"And it is just as well," she continued, with a bitter little laugh, "that there isn't, for it's a deadly, dreary time--"

"All times are dreary," assented the tall man in a low voice, rapidly, passionately, "when there is no one who cares--"

"There is my husband," she interrupted, this time with a nervous laugh. The answer fitted doubly, for she turned to a figure which at that moment came out of the soft rose-tinted light of the room within, and said in a faintly fretful tone, "You don't mean to say, George, surely, that you've been working till now?"
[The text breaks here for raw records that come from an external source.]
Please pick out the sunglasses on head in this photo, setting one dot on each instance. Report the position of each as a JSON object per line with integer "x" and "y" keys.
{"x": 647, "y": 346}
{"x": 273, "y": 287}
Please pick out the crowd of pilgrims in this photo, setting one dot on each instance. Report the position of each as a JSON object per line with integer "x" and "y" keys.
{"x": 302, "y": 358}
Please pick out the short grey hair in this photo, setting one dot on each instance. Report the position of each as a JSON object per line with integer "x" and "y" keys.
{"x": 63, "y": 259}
"Working!" echoed George Langford, absently. "Yes! why not? Ah! is that you, Campbell? Brought the missus home, like a good chap. Sorry I couldn't come, my dear; but there was a beastly report overdue, so now I've only time for a spin on the bicycle before dinner, for I must have some exercise. By the way, Laura, you'd better send off your home letter without mine. I really haven't had time to write to the boys this mail."
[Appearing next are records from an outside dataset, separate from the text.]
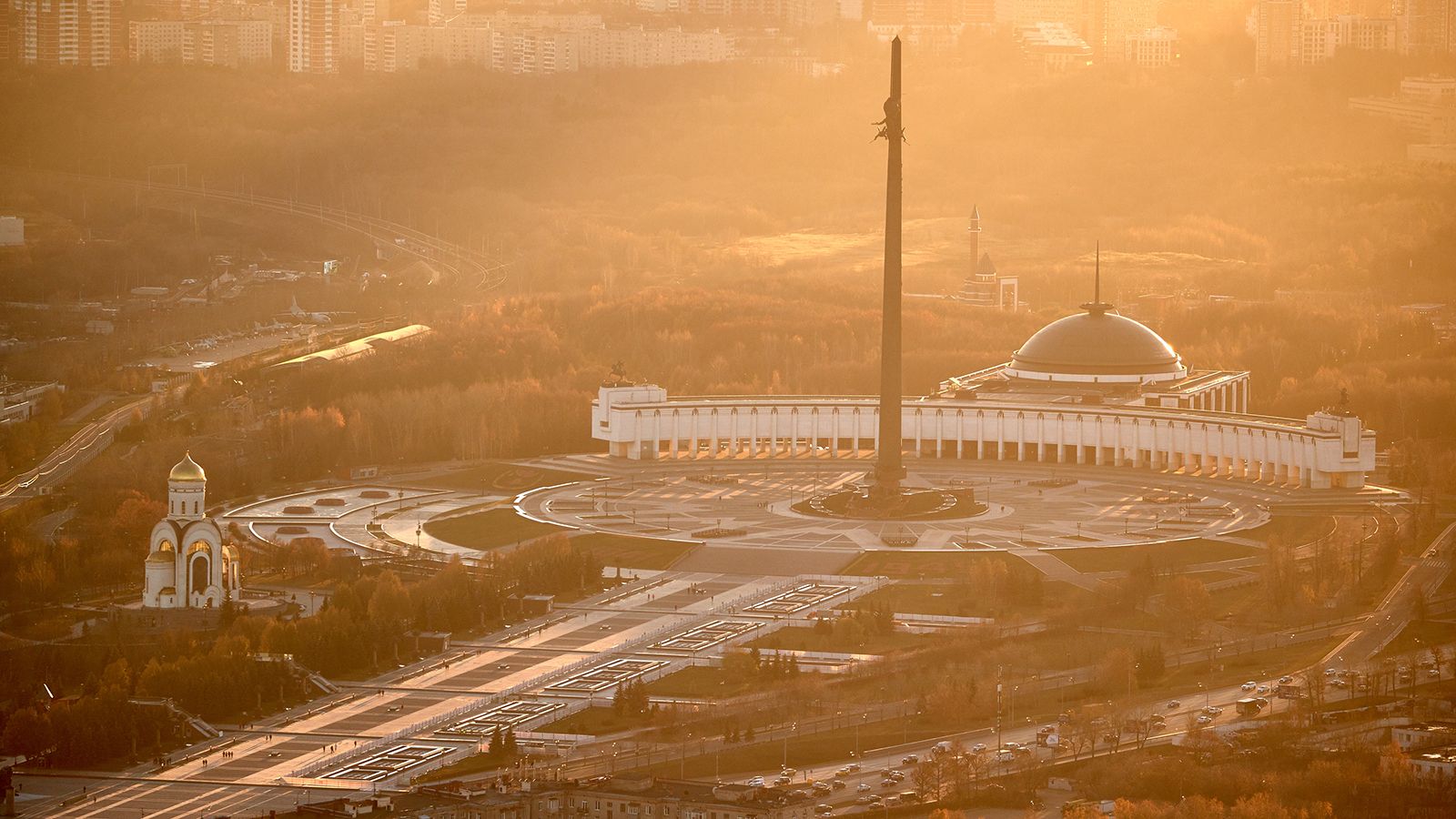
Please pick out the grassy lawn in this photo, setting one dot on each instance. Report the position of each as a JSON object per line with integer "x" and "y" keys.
{"x": 502, "y": 477}
{"x": 632, "y": 552}
{"x": 490, "y": 530}
{"x": 473, "y": 763}
{"x": 1420, "y": 634}
{"x": 596, "y": 720}
{"x": 1057, "y": 651}
{"x": 795, "y": 639}
{"x": 958, "y": 599}
{"x": 1125, "y": 559}
{"x": 699, "y": 682}
{"x": 1239, "y": 668}
{"x": 803, "y": 751}
{"x": 917, "y": 566}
He was busy now, in the same absent, preoccupied, yet energetic way, in seeing to the machine, which a red-coated servant held for him; but he looked up quickly at his wife's reply--

"I haven't written either."

"Haven't you? That's a pity," he began, then paused, with a vaguely unquiet look at her and her tall companion, which merged, however, into a good-natured smile. "Well, they won't know it was Christmas mail anyhow. 'Pon my soul I'd forgotten it myself, Campbell, or I'd have made a point.... But there's the devil of a crush of work just now, though I shall clear some of the arrears off to-morrow. That's about the only good of a holiday to me!" He was off as he spoke--a shadow gliding into the shadows, where the red hands of the poinsettias and the white stars of the oleanders showed fainter as the dusk deepened.
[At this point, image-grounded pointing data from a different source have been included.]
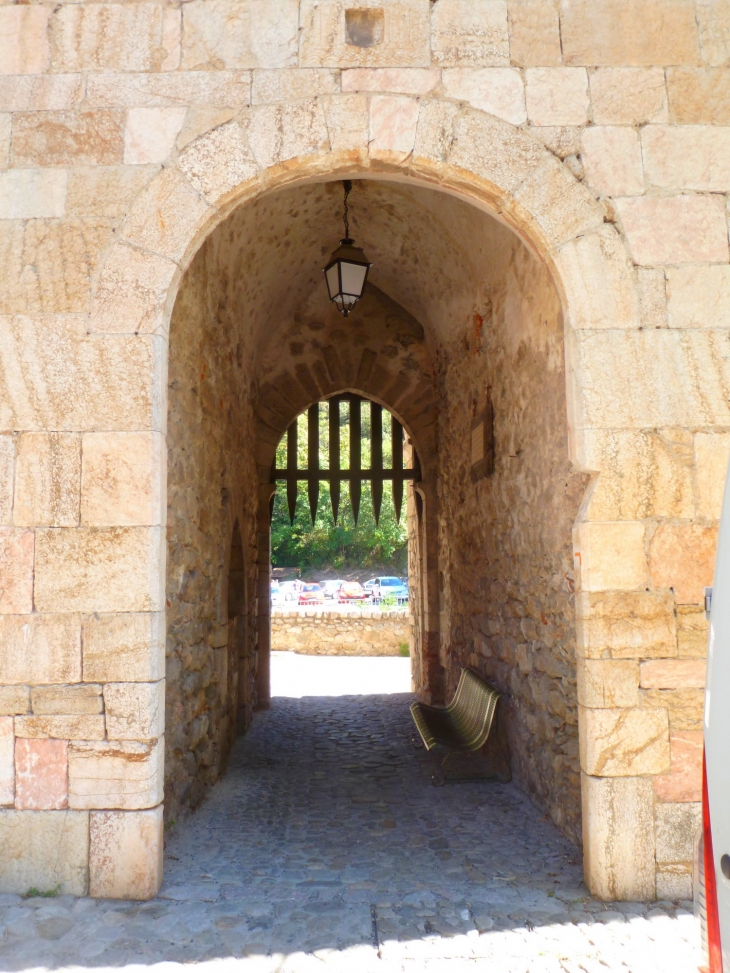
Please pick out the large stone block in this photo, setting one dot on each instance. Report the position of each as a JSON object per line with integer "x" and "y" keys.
{"x": 623, "y": 742}
{"x": 469, "y": 32}
{"x": 126, "y": 852}
{"x": 498, "y": 91}
{"x": 628, "y": 96}
{"x": 684, "y": 780}
{"x": 626, "y": 625}
{"x": 68, "y": 138}
{"x": 16, "y": 571}
{"x": 123, "y": 480}
{"x": 24, "y": 42}
{"x": 612, "y": 159}
{"x": 7, "y": 761}
{"x": 100, "y": 569}
{"x": 333, "y": 34}
{"x": 47, "y": 479}
{"x": 534, "y": 33}
{"x": 112, "y": 774}
{"x": 46, "y": 850}
{"x": 557, "y": 96}
{"x": 676, "y": 827}
{"x": 135, "y": 710}
{"x": 40, "y": 649}
{"x": 27, "y": 194}
{"x": 117, "y": 37}
{"x": 611, "y": 556}
{"x": 687, "y": 157}
{"x": 41, "y": 775}
{"x": 675, "y": 229}
{"x": 128, "y": 647}
{"x": 80, "y": 700}
{"x": 615, "y": 32}
{"x": 698, "y": 296}
{"x": 618, "y": 837}
{"x": 699, "y": 96}
{"x": 682, "y": 557}
{"x": 673, "y": 674}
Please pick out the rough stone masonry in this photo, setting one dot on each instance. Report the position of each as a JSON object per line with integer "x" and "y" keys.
{"x": 542, "y": 186}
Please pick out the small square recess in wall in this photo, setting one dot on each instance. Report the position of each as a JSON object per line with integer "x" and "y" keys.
{"x": 482, "y": 443}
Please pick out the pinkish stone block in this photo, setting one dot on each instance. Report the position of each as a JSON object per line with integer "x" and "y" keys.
{"x": 41, "y": 774}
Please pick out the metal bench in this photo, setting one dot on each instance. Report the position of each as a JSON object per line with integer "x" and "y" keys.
{"x": 461, "y": 727}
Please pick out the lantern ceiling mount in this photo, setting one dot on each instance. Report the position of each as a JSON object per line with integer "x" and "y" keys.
{"x": 348, "y": 267}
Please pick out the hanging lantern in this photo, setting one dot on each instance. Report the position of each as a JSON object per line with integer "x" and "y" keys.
{"x": 347, "y": 270}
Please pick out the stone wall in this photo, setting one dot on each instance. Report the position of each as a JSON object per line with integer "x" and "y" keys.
{"x": 314, "y": 632}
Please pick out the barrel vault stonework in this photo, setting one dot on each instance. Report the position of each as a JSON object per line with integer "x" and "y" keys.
{"x": 562, "y": 170}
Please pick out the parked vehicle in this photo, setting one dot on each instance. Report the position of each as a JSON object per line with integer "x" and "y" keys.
{"x": 387, "y": 587}
{"x": 352, "y": 591}
{"x": 311, "y": 594}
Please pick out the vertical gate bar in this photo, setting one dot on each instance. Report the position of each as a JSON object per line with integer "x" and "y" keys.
{"x": 313, "y": 458}
{"x": 355, "y": 456}
{"x": 334, "y": 460}
{"x": 396, "y": 436}
{"x": 292, "y": 459}
{"x": 376, "y": 457}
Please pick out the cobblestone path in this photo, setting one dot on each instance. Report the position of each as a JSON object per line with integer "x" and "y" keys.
{"x": 326, "y": 848}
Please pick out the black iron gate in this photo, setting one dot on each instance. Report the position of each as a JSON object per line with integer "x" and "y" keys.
{"x": 376, "y": 474}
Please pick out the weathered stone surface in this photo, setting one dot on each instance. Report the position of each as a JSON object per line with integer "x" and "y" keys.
{"x": 135, "y": 710}
{"x": 41, "y": 775}
{"x": 604, "y": 684}
{"x": 127, "y": 647}
{"x": 47, "y": 480}
{"x": 125, "y": 854}
{"x": 7, "y": 761}
{"x": 610, "y": 556}
{"x": 698, "y": 296}
{"x": 40, "y": 649}
{"x": 24, "y": 46}
{"x": 682, "y": 557}
{"x": 47, "y": 850}
{"x": 679, "y": 229}
{"x": 469, "y": 32}
{"x": 150, "y": 134}
{"x": 27, "y": 194}
{"x": 628, "y": 96}
{"x": 534, "y": 33}
{"x": 497, "y": 91}
{"x": 112, "y": 774}
{"x": 684, "y": 780}
{"x": 623, "y": 742}
{"x": 14, "y": 700}
{"x": 691, "y": 157}
{"x": 557, "y": 96}
{"x": 616, "y": 32}
{"x": 332, "y": 34}
{"x": 699, "y": 96}
{"x": 618, "y": 837}
{"x": 676, "y": 827}
{"x": 612, "y": 159}
{"x": 123, "y": 480}
{"x": 117, "y": 37}
{"x": 68, "y": 138}
{"x": 16, "y": 571}
{"x": 99, "y": 569}
{"x": 79, "y": 700}
{"x": 673, "y": 674}
{"x": 60, "y": 727}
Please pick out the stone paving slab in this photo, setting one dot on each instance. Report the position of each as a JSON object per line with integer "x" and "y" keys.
{"x": 326, "y": 847}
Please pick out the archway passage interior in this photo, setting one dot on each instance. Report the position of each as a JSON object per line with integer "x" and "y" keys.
{"x": 460, "y": 335}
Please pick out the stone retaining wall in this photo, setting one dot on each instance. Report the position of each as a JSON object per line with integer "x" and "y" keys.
{"x": 339, "y": 633}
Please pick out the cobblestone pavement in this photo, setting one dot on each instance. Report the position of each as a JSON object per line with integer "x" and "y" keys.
{"x": 325, "y": 847}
But he left a pair of covetous, entreating hands and a white face behind him in the verandah, between the rosy light of comfort from within and the grey gloom of the world without.

"It cannot go on--this sort of thing--for ever," said the man, still in that low, passionate voice. "It will kill--"

"Kill him? Do you think so?" she interrupted, still with that little half-nervous, half-bitter laugh. "I don't; he's awfully strong and awfully clever, you know."